Y los afganos que trabajaron con los aliados, o los que se habían habituado a una vida algo occidentalizada, van a sufrir grandes penalidades. Las mujeres, las primeras. Biden cree que la retirada no le perjudicará en las relevantes elecciones al Congreso de 2022 y Europa asiste consternada al fracaso de un intento liderado por EE UU tras la gran conmoción del atentado del 11S.

En Europa hay justa indignación por las graves consecuencias del retorno talibán. Pero quizá sea estéril. Hace pocos años alguien simplificó la realidad mundial: Europa es el jardín de la tercera edad, mientras que China es la fábrica del mundo y la India su oficina informática. ¿Estados Unidos? Eran solo los seguratas encargados de mantener el orden. Ahora la garantía americana ha quedado devaluada y Europa (lo viene diciendo Josep Borrell) deberá dedicar más recursos a sus ejércitos si quiere tener un papel más positivo que la protesta contra las violaciones de los derechos del hombre en buena parte del mundo.

Biden ha mostrado los límites de la potencia americana y sus graves errores desde que jaleó a los talibanes para debilitar al imperio soviético. Ahí nació Bin Laden y hoy padecemos los efectos. ¿Qué hará Europa? Tras las condenas y lamentos, los gobernantes europeos, empezando por Merkel y Macron, saben que poco podrán influir en lo que pase en Afganistán, y lo que más les preocupa es que el éxodo inevitable no perturbe aun más unas democracias que no están en su mejor momento.

Los gobernantes europeos vienen a suscribir aquella frase (triste pero realista) del socialista Michel Rocard cuando dijo que en Francia no cabía toda la miseria del mundo. Muchos europeos y las oenegés se revuelven indignados, pero es cierto que el disparo de la inmigración siria en 2015 fue lo que aupó a la extrema derecha alemana contra Merkel. Y el temor a la inmigración es la base del crecimiento del Frente Nacional de Marine Le Pen o de la extrema derecha de Salvini. Y España no está al margen. Vox es ya el tercer partido español y el cuarto catalán.

Tras la caída de Kabul, ¿qué debería hacer Europa? Lo primero, asumir que no puede abandonar a los afganos que durante años han colaborado con los países europeos. Deben ser acogidos sin ninguna reticencia… aunque la gran dificultad será lograr sacarlos del país. Lo segundo es tener la máxima apertura (compatible con el realismo) con la oleada de refugiados que huyan de la dictadura talibana.
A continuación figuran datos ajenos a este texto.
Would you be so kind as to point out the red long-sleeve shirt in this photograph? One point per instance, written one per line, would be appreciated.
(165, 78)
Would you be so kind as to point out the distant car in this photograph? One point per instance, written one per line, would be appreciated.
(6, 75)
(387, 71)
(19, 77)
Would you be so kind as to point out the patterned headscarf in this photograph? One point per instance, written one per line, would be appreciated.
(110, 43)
La frase de algún dirigente europeo de que deberían rehacer su vida en países más próximos como Pakistán, Irak o la propia Turquía indica la complejidad del asunto. Y no es una cuestión de sentimientos, hace falta una política europea, generosa y realista con la inmigración, asignatura en la que Europa acumula suspensos y en la que, admitámoslo, la culpa no es solo de los gobernantes.

Pero más allá de las exigencias inmediatas, la UE debe asumir que el paraguas protector americano no es eterno. La retirada de Afganistán indica que a los presidentes americanos les condicionan los costes en dinero y vidas de ser los seguratas del mundo. Por lo tanto, si la UE no quiere ser irrelevante ante potencias como China y Rusia, con la que tenemos fronteras, debe incrementar su cooperación en seguridad.

Y también, algo que a la izquierda le cuesta asumir, subir sus presupuestos de defensa.

Querer un modelo de democracia social al amparo americano será cada día más arriesgado. Y confiar en Putin, o en el desarrollismo autoritario chino, sería suicida.